Petugas BNPB bersama instansi terkait saat melakukan pendataan warga dan peninjauan lokasi pengungsian akibat fenomena pergerakan tanah di Desa Padasari, Kabupaten Tegal. (Dok. Ist)
Petugas BNPB bersama instansi terkait saat melakukan pendataan warga dan peninjauan lokasi pengungsian akibat fenomena pergerakan tanah di Desa Padasari, Kabupaten Tegal. (Dok. Ist)

Faktakalbar.id, TEGAL – Fenomena pergerakan tanah di Desa Padasari, Kecamatan Jatinegara, Kabupaten Tegal, Jawa Tengah, dilaporkan masih aktif hingga Senin (9/2/2026).

Kondisi tanah yang belum stabil menyebabkan jumlah warga yang harus meninggalkan rumah mereka terus meningkat. Berdasarkan data terbaru, sebanyak 2.453 jiwa kini berada di posko pengungsian.

Baca Juga: Cuaca Ekstrem, BNPB Minta Pemda Siaga Pasca Rentetan Kejadian Bencana Terbaru

Badan Nasional Penanggulangan Bencana (BNPB) merinci para pengungsi terdiri dari 945 laki-laki dan 982 perempuan.

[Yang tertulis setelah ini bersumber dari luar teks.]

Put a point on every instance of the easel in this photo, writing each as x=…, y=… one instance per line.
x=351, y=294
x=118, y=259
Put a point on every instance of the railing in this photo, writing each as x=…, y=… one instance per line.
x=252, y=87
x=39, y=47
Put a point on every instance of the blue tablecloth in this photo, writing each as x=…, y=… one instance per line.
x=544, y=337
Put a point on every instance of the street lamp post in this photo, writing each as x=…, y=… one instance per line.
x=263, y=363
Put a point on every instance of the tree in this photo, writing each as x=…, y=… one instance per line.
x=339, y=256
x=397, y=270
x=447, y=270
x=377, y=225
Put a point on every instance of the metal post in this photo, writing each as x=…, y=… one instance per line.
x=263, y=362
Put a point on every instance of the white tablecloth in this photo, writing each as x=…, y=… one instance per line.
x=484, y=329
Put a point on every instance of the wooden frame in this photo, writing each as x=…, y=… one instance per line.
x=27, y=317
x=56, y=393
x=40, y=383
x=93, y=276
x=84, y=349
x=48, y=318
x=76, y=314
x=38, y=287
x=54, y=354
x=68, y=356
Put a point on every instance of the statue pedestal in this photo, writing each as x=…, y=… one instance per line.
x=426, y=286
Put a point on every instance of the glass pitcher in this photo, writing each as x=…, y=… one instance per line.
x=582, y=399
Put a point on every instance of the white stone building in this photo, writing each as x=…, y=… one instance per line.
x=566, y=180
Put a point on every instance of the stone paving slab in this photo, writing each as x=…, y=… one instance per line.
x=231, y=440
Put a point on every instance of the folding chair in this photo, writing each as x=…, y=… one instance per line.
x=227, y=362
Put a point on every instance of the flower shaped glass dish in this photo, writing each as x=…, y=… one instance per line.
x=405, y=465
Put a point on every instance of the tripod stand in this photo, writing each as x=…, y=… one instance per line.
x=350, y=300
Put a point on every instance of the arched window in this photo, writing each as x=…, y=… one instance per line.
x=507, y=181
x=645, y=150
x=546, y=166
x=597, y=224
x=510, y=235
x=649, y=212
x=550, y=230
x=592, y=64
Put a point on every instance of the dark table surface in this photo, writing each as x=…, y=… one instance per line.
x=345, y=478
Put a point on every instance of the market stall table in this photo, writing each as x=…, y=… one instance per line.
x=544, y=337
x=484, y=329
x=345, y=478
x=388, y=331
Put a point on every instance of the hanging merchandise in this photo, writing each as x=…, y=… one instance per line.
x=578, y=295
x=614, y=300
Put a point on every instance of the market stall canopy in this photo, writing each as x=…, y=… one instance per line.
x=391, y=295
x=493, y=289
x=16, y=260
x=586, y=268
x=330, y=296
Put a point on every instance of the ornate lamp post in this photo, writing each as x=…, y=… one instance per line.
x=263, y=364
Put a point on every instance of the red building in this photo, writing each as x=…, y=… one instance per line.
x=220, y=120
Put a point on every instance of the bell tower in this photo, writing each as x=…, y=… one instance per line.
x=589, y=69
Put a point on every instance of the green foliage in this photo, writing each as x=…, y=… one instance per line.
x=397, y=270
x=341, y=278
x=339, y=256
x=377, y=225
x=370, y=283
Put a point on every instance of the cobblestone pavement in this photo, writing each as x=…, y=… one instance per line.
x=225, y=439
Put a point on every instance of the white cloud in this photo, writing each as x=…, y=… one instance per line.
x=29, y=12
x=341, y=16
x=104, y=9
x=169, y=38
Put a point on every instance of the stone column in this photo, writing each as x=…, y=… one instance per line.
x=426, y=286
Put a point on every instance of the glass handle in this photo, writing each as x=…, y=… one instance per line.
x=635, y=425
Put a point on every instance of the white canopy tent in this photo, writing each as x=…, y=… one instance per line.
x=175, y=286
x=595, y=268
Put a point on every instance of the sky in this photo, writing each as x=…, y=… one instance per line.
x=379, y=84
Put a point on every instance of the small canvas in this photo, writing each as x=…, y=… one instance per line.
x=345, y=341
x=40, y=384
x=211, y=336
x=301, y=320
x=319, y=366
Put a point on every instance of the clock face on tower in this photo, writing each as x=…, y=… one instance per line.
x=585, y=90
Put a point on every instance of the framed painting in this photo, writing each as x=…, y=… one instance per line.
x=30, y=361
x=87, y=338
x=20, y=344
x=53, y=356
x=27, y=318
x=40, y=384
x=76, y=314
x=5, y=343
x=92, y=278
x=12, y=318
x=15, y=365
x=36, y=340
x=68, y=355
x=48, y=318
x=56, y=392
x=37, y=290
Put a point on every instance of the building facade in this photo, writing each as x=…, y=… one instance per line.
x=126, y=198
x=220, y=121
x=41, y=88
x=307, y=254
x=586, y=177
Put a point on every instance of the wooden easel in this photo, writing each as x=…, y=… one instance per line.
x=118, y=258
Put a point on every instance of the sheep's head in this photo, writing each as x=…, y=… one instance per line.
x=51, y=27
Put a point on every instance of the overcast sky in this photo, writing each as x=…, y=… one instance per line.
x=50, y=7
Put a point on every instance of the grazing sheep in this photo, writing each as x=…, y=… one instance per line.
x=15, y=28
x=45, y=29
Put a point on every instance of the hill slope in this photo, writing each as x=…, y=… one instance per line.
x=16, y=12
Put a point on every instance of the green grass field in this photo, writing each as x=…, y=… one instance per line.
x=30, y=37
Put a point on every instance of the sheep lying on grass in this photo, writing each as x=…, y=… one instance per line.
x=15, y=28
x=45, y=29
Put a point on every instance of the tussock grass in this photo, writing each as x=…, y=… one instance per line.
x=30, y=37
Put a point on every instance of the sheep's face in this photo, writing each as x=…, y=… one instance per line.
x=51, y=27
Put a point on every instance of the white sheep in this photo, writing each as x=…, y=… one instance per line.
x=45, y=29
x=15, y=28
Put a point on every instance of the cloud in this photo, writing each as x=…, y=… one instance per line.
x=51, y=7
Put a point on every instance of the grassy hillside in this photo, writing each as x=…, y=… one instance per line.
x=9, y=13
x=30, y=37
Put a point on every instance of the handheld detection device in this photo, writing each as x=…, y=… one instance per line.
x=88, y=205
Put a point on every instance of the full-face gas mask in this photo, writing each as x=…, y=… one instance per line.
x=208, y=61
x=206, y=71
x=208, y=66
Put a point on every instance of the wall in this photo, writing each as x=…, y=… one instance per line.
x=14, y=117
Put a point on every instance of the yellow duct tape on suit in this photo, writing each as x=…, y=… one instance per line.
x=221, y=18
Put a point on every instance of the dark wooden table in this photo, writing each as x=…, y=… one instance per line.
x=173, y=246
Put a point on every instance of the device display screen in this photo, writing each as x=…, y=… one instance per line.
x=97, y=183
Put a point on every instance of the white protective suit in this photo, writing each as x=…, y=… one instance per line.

Di antaranya terdapat kelompok rentan yang mencakup 220 lansia, 3 ibu hamil, 3 ibu menyusui, 179 anak-anak, 40 balita, serta 65 batita. Selain itu, tercatat ada 1.049 remaja dan 894 warga kategori dewasa yang terdampak bencana ini.

Titik Pengungsian dan Penanganan Logistik

Para pengungsi saat ini tersebar di delapan lokasi aman untuk menjamin keselamatan mereka dari ancaman longsor atau rekahan tanah yang meluas. Titik pengungsian tersebut meliputi:

  • Majlis Az Zikir wa Rotibain

  • Majelis & Dukuh Pengasinan

  • SD N 2 Padasari

  • Dukuh Lebak RW 05

  • Gedung Serbaguna Desa Penujah

  • Ponpes Dawuhan Padasari

  • Dukuh Tengah Desa Tamansari

  • Desa Mokaha, Kecamatan Jatinegara

Tim BNPB telah berada di lokasi untuk memberikan dukungan langsung kepada pemerintah daerah. Bantuan berupa logistik dan makanan telah disalurkan untuk memenuhi kebutuhan harian para warga di posko.

“Tim BNPB telah bersiaga di lokasi terdampak dan melakukan pendampingan kepada pemerintah daerah setempat serta menyalurkan dukungan bantuan logistik dan permakanan,” ujar perwakilan tim satgas di lapangan.

Rencana Pembangunan Hunian Sementara (Huntara)

Pemerintah saat ini tengah fokus melakukan pendataan warga secara mendalam untuk menyiapkan langkah pemulihan. Verifikasi data berbasis By Name By Address (BNBA) sedang dikerjakan oleh Dinas Sosial, Dukcapil, dan Dinas Perkim Kabupaten Tegal. Data ini akan menjadi dasar penerbitan Surat Keputusan terkait kebutuhan hunian sementara (huntara) bagi warga yang rumahnya tidak lagi layak huni.